En mars, l’Association des joueurs de tennis professionnels (PTPA) a attaqué l’ATP en justice, dénonçant la trop faible redistribution des recettes générées par ses tournois, mais aussi le « calendrier insoutenable » et un « système draconien » de classement qui force à participer à des compétitions dans des conditions éprouvantes.
Les premières fissures sont apparues cet été, lors du Masters 1000 de Toronto (Canada), quand quatre des six premiers mondiaux ont déclaré forfait. Disputée sous des chaleurs extrêmes, la tournée nord-américaine a laissé de nombreux tennismen exsangues. Malade et proche de l’insolation, Jannik Sinner a abandonné face à Carlos Alcaraz lors du match pour le titre à Cincinnati (Ohio). « Une finale un lundi, à 15 heures, en août, après toute la tournée de Toronto et Cincinnati, avec tant de retraits et de joueurs épuisés physiquement… Quelque chose doit changer », avait alors réagi l’Espagnol Alejandro Davidovich Fokina sur les réseaux sociaux.
La suite lui a donné raison. La tournée asiatique, entre la mi-septembre et la mi-octobre, a, elle aussi, été jouée dans des conditions difficiles. Au Masters 1000 de Shanghaï (Chine), le taux d’humidité, parfois supérieur à 80 %, a provoqué de nombreux malaises. De nouveau, Jannik Sinner a dû abandonner, victime de crampes.
Un jeu de plus en plus intense, des matchs qui durent, de longs voyages, du décalage horaire et peu de plages de récupération : le cocktail est fatal.

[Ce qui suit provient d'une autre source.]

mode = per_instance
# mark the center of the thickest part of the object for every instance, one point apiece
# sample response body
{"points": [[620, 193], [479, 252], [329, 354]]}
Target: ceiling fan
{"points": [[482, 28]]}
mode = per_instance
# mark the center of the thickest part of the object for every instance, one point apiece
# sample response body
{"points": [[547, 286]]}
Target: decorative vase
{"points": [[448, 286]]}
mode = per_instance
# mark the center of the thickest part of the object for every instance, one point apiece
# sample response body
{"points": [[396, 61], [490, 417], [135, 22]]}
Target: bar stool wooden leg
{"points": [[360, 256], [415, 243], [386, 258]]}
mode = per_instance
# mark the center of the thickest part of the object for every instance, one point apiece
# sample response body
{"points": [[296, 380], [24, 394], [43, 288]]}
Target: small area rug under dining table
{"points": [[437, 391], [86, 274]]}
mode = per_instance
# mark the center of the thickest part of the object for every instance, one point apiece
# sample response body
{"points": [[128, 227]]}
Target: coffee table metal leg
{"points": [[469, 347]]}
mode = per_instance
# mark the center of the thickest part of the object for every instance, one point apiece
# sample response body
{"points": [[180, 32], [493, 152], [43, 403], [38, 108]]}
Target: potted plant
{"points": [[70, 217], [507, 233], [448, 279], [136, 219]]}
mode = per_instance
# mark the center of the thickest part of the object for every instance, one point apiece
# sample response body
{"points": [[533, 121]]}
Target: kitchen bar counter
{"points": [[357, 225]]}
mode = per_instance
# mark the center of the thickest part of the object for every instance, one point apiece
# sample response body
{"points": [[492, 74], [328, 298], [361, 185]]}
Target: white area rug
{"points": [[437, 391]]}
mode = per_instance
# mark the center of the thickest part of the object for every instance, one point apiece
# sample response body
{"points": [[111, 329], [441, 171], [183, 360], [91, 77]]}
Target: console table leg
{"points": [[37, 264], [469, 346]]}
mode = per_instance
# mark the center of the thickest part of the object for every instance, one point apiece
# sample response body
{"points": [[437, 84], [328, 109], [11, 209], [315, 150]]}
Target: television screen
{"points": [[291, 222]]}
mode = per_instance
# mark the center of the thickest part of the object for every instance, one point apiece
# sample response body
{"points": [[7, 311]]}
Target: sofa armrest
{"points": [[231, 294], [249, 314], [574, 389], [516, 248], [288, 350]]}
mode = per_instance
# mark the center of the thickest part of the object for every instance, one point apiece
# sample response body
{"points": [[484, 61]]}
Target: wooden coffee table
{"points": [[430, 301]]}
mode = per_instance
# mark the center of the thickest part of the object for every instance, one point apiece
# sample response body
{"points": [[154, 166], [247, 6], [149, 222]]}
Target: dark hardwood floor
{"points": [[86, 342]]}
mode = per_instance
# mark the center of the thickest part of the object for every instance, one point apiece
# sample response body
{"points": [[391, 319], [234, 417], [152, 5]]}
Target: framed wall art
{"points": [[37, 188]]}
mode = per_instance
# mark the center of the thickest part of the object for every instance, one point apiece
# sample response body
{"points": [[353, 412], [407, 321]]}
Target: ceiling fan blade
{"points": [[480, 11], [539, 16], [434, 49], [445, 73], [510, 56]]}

Ainsi, il y a eu huit abandons à Cincinnati, neuf à Madrid (Espagne) et sept à Shanghaï cette saison. « Environ 5 % des matchs programmés cette année se sont conclus par un abandon ou un forfait. C’est le taux le plus élevé depuis la création de l’ATP Tour, en 1990 », insiste Constance Sénac de Monsembernard, qui compile des statistiques sur le tennis sur son compte « Jeux, set et maths » sur X.
« Responsabilité individuelle »
C’est avec un bandage à la cheville gauche que Carlos Alcaraz a remporté, le 30 septembre, le tournoi ATP 500 de Tokyo (Japon), son huitième titre de la saison. Dans la foulée, le numéro 1 mondial a annoncé son retrait du Masters 1000 de Shanghaï pour « se reposer et récupérer ». Soulignant que le calendrier était « vraiment dense », le vainqueur de Roland-Garros et de l’US Open a exhorté les instances à « faire quelque chose »… Ce qui ne l’a pas empêché de participer, quelques jours plus tard, à l’exhibition Six Kings Slam, en Arabie saoudite, le tournoi le plus lucratif au monde.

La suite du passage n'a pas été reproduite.